To add a small point to what you are saying above, when someone talks about a "system of n identical particles" they mean a solution of the n-particle Schrodinger equation, as you wrote above, *with the additional stipulation* that the function psi is either totally symmetric (for bosons) or totally antisymmetric (for fermions) in its arguments. This symmetry condition is the mathematical content of "indistiguishability of particles." We could also talk about a system of n distinguishable particles, in which case we would not impose this symmetry requirement.

If we have an n-particle wave function psi(r1, ..., r_n), the natural analog of the 1-particle position space probability distribution |psi(r)|^2 is the n-particle position space probability distribution |psi(r1, r2, ... r_n)|^2. This tells you the probability to observe a particle at r1, and simultaneously a particle at r2, ..., and simultaneously a particle at r_n. Here we are imagining an experimental apparatus that, as you say, basically consists of n copies of the 1-particle position measuring apparatus. The apparatus looks at an n-particle system and outputs n positions.

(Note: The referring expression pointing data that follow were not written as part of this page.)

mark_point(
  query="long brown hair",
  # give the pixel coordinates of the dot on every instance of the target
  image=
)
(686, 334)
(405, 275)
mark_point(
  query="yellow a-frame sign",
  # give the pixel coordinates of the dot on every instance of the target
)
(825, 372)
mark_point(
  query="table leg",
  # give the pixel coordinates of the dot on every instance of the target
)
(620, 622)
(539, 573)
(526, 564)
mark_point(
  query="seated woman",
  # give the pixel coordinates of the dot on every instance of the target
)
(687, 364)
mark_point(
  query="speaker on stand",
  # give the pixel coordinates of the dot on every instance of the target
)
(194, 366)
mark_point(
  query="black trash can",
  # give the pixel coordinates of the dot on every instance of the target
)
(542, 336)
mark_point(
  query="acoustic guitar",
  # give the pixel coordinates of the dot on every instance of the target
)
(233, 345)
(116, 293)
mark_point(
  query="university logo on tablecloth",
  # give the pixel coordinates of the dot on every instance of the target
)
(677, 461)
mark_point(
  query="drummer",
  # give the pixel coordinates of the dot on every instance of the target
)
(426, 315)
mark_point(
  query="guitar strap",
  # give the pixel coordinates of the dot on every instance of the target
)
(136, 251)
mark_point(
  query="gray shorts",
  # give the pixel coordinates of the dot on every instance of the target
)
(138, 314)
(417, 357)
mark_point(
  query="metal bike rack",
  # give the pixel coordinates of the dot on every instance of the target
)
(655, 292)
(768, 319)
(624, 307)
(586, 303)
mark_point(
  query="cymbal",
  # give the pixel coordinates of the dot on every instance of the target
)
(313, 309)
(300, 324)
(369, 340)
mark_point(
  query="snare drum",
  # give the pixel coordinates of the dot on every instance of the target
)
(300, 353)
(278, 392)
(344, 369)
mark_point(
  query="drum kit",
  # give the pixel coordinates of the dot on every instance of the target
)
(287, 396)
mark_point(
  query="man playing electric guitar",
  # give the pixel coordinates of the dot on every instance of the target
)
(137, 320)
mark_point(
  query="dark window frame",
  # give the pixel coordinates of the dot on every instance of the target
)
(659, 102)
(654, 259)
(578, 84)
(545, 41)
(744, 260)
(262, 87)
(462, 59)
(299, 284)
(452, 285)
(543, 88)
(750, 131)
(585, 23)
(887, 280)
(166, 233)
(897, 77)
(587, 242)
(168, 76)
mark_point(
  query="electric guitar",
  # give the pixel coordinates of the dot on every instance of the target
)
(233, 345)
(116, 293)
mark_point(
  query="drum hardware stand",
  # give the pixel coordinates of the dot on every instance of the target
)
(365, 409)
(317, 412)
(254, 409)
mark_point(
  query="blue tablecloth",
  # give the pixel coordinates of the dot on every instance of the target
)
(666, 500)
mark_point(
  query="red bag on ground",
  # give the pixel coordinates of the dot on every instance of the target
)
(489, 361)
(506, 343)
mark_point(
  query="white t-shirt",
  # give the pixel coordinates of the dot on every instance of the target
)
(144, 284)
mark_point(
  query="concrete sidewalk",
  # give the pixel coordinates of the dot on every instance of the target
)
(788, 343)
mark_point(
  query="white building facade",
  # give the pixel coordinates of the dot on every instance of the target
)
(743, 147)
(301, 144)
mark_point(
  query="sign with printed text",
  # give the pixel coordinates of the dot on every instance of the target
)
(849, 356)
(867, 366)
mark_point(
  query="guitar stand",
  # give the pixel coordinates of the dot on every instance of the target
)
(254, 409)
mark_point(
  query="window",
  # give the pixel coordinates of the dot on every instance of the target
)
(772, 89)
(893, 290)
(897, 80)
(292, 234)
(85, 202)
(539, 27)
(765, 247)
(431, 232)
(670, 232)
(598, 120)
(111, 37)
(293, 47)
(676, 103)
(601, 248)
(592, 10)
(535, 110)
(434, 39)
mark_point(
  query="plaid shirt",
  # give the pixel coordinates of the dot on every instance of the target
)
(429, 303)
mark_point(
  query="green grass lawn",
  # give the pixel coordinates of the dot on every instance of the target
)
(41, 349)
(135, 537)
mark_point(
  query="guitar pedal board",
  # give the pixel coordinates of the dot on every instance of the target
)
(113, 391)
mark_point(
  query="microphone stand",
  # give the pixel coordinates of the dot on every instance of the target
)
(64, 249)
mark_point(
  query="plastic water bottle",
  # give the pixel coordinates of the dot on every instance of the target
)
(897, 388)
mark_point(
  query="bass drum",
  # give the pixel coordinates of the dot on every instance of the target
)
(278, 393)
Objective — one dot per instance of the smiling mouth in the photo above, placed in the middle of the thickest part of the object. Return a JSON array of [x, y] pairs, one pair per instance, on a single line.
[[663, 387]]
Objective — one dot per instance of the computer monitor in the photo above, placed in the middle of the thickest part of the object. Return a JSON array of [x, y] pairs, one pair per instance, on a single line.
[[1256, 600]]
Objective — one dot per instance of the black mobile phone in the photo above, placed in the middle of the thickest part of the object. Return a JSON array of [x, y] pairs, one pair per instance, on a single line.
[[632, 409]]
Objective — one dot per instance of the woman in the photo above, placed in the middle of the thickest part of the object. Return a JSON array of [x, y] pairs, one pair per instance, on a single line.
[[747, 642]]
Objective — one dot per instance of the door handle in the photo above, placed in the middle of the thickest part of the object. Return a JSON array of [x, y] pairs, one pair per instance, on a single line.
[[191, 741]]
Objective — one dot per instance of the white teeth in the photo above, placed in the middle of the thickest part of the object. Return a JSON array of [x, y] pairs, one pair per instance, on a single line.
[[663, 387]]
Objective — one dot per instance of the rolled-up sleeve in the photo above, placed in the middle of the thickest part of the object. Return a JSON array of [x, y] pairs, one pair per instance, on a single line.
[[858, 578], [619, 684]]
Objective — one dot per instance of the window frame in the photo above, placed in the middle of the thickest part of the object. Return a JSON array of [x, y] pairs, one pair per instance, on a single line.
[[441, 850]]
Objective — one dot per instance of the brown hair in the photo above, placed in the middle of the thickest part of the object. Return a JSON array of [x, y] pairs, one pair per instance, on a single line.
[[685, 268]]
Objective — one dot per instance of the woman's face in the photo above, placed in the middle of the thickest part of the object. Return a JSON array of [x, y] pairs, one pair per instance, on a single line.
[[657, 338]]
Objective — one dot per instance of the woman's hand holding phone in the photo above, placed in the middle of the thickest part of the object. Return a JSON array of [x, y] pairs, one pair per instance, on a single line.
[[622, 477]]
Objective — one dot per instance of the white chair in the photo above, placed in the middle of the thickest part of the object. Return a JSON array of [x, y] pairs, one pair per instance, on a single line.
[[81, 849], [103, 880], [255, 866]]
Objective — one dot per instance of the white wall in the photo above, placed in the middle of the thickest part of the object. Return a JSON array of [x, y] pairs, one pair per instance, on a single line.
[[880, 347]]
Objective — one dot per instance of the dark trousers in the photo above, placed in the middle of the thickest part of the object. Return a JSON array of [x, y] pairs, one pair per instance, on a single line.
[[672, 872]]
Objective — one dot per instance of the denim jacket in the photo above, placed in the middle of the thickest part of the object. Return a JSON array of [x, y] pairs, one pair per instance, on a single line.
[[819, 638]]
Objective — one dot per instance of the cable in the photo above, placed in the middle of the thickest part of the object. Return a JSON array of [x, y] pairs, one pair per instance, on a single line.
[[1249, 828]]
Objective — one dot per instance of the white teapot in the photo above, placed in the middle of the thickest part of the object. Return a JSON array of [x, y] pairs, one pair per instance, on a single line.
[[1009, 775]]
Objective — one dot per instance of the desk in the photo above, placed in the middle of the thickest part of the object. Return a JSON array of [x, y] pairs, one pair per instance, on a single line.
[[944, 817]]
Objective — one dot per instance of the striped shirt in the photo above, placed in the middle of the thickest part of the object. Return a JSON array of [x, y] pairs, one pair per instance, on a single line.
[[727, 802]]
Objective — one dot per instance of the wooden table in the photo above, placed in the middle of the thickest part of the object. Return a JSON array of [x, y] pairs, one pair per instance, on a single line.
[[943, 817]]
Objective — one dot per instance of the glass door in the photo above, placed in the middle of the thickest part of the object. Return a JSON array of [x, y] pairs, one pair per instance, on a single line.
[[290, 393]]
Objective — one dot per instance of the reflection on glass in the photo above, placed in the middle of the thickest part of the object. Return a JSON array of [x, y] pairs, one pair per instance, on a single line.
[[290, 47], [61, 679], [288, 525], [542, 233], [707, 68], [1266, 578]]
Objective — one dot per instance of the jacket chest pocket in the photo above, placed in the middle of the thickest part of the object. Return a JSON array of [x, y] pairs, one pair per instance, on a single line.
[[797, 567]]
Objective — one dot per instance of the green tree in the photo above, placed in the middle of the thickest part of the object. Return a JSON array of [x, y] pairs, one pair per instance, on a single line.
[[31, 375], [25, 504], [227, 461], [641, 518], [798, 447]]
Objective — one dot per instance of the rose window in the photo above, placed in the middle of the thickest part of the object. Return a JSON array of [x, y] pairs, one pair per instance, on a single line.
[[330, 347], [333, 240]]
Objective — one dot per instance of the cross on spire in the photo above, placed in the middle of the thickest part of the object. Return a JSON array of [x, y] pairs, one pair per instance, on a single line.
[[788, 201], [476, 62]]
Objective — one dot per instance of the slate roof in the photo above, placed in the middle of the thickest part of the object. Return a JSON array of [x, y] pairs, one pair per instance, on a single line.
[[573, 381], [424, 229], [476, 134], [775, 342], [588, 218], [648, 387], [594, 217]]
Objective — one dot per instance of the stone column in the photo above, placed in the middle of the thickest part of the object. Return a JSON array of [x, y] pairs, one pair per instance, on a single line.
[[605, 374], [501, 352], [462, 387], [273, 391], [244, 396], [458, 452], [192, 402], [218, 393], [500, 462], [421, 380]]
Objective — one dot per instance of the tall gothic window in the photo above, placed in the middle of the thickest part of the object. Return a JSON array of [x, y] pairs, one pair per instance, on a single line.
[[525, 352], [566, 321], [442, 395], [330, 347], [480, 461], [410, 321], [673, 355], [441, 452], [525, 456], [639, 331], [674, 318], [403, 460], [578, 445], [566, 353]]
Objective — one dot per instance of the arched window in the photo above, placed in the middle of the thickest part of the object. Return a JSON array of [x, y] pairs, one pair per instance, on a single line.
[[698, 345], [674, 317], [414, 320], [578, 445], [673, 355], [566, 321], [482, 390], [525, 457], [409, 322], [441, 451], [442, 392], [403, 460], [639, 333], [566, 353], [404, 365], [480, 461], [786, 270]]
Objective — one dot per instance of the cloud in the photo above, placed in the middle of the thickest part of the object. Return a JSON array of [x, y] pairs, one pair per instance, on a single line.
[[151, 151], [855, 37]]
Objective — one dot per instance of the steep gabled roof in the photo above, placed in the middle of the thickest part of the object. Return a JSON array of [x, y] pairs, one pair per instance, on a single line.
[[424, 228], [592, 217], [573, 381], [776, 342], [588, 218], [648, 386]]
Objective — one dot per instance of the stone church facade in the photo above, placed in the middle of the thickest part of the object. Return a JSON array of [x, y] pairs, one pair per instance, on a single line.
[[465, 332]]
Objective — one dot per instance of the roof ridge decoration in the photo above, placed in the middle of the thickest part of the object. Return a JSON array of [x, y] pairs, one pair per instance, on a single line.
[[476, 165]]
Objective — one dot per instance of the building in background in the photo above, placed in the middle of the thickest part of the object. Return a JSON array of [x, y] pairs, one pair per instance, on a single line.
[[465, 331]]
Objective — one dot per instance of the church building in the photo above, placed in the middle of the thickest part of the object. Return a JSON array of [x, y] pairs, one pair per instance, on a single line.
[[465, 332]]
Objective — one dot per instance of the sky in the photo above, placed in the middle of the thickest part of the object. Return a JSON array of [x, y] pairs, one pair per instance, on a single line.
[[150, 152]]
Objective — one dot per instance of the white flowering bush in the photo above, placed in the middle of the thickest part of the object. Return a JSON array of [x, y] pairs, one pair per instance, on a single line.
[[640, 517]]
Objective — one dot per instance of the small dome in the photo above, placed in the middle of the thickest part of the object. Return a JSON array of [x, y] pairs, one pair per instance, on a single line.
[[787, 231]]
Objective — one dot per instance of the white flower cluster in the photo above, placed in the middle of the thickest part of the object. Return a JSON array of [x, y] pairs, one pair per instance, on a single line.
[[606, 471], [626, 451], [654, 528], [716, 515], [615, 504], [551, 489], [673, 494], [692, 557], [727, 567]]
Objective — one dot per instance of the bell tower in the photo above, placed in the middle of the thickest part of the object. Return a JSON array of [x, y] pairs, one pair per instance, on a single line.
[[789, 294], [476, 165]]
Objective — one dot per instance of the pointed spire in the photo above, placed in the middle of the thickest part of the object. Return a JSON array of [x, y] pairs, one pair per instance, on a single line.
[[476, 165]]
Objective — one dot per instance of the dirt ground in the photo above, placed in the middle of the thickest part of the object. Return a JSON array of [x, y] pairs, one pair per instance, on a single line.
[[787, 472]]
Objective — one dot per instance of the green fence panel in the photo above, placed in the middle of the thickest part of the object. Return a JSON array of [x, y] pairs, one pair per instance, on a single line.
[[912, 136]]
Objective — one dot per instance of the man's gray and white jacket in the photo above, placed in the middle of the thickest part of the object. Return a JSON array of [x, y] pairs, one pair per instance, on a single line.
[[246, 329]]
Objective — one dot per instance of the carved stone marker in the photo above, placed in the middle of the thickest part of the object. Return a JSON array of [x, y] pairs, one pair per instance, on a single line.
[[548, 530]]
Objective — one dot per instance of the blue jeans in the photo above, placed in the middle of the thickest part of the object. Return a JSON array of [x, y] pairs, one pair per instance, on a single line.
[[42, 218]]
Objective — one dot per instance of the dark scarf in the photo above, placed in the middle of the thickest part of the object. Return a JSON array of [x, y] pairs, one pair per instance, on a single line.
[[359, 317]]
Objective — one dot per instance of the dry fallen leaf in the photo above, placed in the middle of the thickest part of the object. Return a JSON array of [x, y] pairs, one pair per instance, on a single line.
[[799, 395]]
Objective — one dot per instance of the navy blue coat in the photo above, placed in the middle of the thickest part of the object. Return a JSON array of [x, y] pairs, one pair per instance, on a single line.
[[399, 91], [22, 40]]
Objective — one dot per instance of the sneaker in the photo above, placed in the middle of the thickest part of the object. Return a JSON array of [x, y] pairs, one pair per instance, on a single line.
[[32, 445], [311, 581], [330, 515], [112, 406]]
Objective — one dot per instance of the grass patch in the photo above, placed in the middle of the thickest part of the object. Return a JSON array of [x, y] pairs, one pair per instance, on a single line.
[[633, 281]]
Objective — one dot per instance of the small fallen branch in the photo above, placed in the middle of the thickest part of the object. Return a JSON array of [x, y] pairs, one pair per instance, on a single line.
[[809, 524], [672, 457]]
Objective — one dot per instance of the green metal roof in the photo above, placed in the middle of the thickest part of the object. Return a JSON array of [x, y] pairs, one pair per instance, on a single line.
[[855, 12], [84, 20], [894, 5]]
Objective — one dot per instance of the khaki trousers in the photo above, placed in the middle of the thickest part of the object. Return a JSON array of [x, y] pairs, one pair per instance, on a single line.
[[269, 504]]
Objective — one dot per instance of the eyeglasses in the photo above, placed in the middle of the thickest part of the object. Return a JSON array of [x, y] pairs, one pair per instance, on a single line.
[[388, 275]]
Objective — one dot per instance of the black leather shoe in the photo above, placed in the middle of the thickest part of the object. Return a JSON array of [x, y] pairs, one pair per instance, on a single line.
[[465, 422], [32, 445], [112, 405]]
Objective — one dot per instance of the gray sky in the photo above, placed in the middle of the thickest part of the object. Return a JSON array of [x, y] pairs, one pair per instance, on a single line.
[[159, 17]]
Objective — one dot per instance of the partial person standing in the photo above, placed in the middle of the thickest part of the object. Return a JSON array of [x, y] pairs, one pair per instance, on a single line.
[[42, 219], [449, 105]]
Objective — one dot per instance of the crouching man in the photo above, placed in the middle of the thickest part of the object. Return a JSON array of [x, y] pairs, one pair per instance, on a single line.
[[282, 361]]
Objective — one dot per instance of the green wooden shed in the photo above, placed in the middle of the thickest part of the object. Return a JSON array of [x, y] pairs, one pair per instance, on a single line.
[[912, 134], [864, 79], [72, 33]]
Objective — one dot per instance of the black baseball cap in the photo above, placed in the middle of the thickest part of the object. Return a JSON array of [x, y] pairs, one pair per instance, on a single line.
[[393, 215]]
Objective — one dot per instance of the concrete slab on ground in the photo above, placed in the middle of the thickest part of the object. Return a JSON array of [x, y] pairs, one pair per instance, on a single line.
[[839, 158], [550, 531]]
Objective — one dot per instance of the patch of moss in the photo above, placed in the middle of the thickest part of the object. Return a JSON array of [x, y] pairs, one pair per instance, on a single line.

In the n-particle case, you can also use this joint probability distribution for the positions of all the particles to get the probability distribution for the i'th particle's position, by integrating |psi|^2 over the position variables of all the other particles. Of course if psi is totally (anti)symmetric, this probability distribution is the same for any i. This probability distribution will correspond to the output of a regular 1-particle position measurer set to look for the i'th particle (though if all the particles are indistinguishable it can't look only for the i'th particle; it will then just measure the position of *a* particle).

Ultimately, I think, "particle" refers to a discrete packet of mass, or mass/energy. Practically, if you are discussing an n-particle system, you mean that it contains n discrete components which you could in principle extract and count one by one. We find that such systems are correctly described by the n-particle Schrodinger equation. "Indistinguishability" of particles can be viewed as the empirical fact that to get the right answer when you calculate the behavior of an n-particle system using the n-particle Schrodinger equation, you need to assume that the wave function is either totally symmetric or totally antisymmetric, depending on the kind of particle.

Last edited: Nov 20, 2011
3. Nov 20, 2011

### kith

Re: What is the definition of "particle(s)" in QM?

I'm not sure, if I get your problem. One of QM's postulates is that the states of composite systems live in the direct product of the individual Hilbert spaces. In addition, there is the postulate that the state has to be either anti-symmetric (called fermionic) or symmetric (called bosonic) under particle exchange. So if you have a well-defined concept for a single particle, the many-particle case should follow naturally from these postulates.